Commission negotiations enter countdown

Second MFAA/ FBAA/ ABA/ COBA forum sets a timeline for proposing new remuneration structure to ASIC

Commission negotiations enter countdown

Second MFAA/ FBAA/ ABA/ COBA forum sets a timeline for proposing new remuneration structure to ASIC

A second meeting of the ‘mortgage industry forum’ yesterday agreed to develop and present a new structure for commissions to ASIC and the Treasury by the end of 2017.

Held in Sydney, the forum involved the MFAA, FBAA, Australian Bankers Association, Consumer Owned Banking Association and a new participant, the Australian Finance Industry Association. Brokers also took part, with Connective being deputy chair for the day. 

In addition to setting a date for proposals, the forum discussed draft terms of reference for the process, began the design of a cross-industry working group structure and started to develop an engagement and reporting plan.

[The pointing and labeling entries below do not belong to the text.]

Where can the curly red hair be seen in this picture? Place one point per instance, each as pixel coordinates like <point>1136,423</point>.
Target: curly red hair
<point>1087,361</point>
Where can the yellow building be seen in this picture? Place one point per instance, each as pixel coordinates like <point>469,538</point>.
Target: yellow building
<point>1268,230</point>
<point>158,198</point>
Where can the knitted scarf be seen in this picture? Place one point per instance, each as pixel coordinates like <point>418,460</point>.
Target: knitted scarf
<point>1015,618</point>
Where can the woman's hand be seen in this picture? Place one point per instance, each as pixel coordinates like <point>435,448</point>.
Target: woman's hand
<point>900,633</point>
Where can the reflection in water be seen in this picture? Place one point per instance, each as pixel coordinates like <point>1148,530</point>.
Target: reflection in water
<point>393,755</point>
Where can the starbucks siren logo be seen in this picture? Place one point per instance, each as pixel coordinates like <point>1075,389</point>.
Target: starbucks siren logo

MFAA CEO Mike Felton was positive about the forum: “These forums demonstrate the progress we are making together as an industry. Now is the time to maintain momentum and work together.” FBAA CEO was also supportive, whilst insisting the process must “ensure that the broker value proposition to borrowers and the Australian lending landscape is reinforced if not strengthened by this process, and not diminished.”

Will they listen to consumer advocates? 

The second industry forum dealt with criticisms last week by CHOICE and others that consumers have not been represented in the forum.

Diane Tate, ABA executive director of retail policy, said that next step of the forum was to strengthen partnerships with consumer groups. The ABA had previously told MPA that consulting consumers was “not in response to the submission: it was always our intention of the forum.”

Should consumer advocates be fully included in the forum, brokers would have cause for concern. In their submission to the Treasury, CHOICE and others argued that trail commission should be scrapped, with upfront replaced by fixed fees and commission levels decoupled from loan size. They also called for the NCCP to be reformed to go beyond a ‘not unsuitable’ requirement of brokers.

However, according to ABA boss Tate “the industry will stay focused on ensuring that how mortgage brokers are paid, and the way this is structured delivers good outcomes for customers.”

AFIA joins the forum

The forum now has five official participants, with the new entrant being the Australian Finance Industry Association (AFIA).

Previously known as the Australian Finance Conference, which was founded in 1958, the AFIA represents a diverse range of finance companies: prominent members include the four major banks; Genworth; Equifax (previously VEDA), Pepper and Bank of Queensland

AFIA CEO Helen Gordon said, “AFIA looks forward to contributing to the forum’s proactive engagement with the Government, and working with all participants on solutions to effectively address identified key risk areas in a way that protects customers while continuing to give them choice on how they access mortgage lending.”